Orofacial clefts are rare congenital anomalies of the upper aerodigestive tube. Approximately 30 children are born with this disorder in Slovenia every year. The important functions of the child are mainly affected by the cleft palate. Knowledge of the relationship between hearing and speech-language development in children with clefts is crucial for successful planning of speech therapy activities in the field of prevention and rehabilitation.
In the theoretical part of the master's thesis we described the anatomy and development of the oral cavity and the ear. We described the types of clefts in the orofacial area, including their epidemiology and aetiology. The functional consequences of orofacial clefts are detailed, focusing on changes in speech and hearing. We also presented the possible causes of speech sound disorders in children with clefts.

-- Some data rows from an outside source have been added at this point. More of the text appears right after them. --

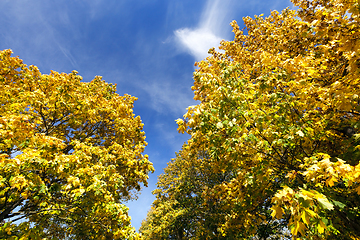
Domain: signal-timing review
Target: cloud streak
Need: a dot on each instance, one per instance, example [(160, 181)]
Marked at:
[(208, 33)]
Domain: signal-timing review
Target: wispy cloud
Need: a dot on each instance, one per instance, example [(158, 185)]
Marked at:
[(208, 33)]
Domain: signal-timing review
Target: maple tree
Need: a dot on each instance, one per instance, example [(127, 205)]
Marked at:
[(71, 154), (279, 115)]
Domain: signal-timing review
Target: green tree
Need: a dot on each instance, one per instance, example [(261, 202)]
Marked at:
[(279, 110), (70, 155)]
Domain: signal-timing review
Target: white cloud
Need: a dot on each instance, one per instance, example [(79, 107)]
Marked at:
[(210, 30), (198, 41)]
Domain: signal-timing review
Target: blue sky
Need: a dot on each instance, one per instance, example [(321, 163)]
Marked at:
[(147, 47)]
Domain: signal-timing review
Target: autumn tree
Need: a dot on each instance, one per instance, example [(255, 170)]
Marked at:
[(70, 155), (279, 110)]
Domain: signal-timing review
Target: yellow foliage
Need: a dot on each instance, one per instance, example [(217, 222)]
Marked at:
[(278, 116), (70, 153)]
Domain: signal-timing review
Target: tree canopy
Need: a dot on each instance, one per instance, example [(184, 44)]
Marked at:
[(274, 147), (71, 154)]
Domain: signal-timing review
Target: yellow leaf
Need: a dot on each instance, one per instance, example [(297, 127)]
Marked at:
[(276, 211)]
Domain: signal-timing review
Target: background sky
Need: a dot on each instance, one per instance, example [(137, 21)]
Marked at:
[(147, 47)]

In the empirical part, we present the protocol we used for the purpose of conducting the study. In the study, we used the caval non-experimental method and the quantitative research approach for statistical data processing. We wanted to investigate the prevalence of hearing impairment in children with cleft palate (palatoschisis) and unilateral or bilateral cleft lip, mandibular ridge and palate (cheilognathopalatoschisis unilateralis/bilateralis) managed at the ENT and CFK Clinic in Ljubljana. Data were taken from medical records (foniatric, audiology and speech therapy reports). We examined how many children with these orofacial clefts have hearing impairment, how the hearing status of children with clefts is related to speech-language development, hypernasality, compensatory articulation and speech sound disorders in speech.
We included children with cleft palate (30 children) and children with cleft lip, jaw ridge and palate (16 children) born in three consecutive years (2015-2017). We therefore obtained data for 46 children. We found that the presence of a cleft in the orofacial region in our study negatively affected hearing status before palatoplasty in more than two-thirds of cases, meaning that more than one-third of the subjects with a cleft were hearing impaired. Based on the data obtained, we found that almost three quarters of parents of children with clefts and concomitant hearing impairment did not notice that their child was hearing impaired. Hearing impairment was identified by the ENT and CFK Clinic instead of the parents, when a hearing test was also performed at the check-up. The results of the study showed that there was no statistically significant difference between the groups of children with long-term hearing impairment (over 6 months) and without long-term hearing impairment on speech intelligibility (p = 0.494). We also found no statistically significant difference between the two groups of subjects on vocabulary size (p = 0. 867), the presence of a speech-language delay (p = 0.309), the presence of compensatory articulation in speech (p = 0.743) and the presence of speech sound disorders (p = 0.813). We found that hypernasality was present in more than half of the subjects before the start of speech therapy in children with orofacial clefts.
We were also interested in how the group of subjects with syndromes differed from the group without syndromes with regard to the presence of long-term hearing impairment, vocabulary size, speech-language delay, hypernasality, compensatory articulation and speech sound disorders. The results showed that there was no statistically significant difference between the two groups with regard to the prevalence of permanent hearing impairment (p = 0.132). We found that the group of children with syndromes and cleft palate had a reduced vocabulary, frequently present speech-language delay, hypernasality, compensatory articulation and speech sound disorders.
We were limited in our study by the number of children with cleft palate (palatoschisis) and unilateral or bilateral cleft lip, mandibular ridge and palate (cheilognathopalatoschisis unilateralis/bilateralis) born in three consecutive years, so the sample size of our study is relatively small. It would be interesting to repeat a similar study on a larger sample as well as follow the children in the future and monitor their learning and final academic performance. However, the results of the study confirmed that the treatment protocol for children with cleft palate is correct, as regular hearing monitoring and intervention in the event of hearing impairment is the only way to enable a child with cleft palate to develop as normally as possible. Speech therapy for a child with cleft palate should preferably be provided before the cleft palate surgery, and especially after the cleft palate surgery. Thus, the speech therapist, together with active parents, is crucial for the child's speech and general development.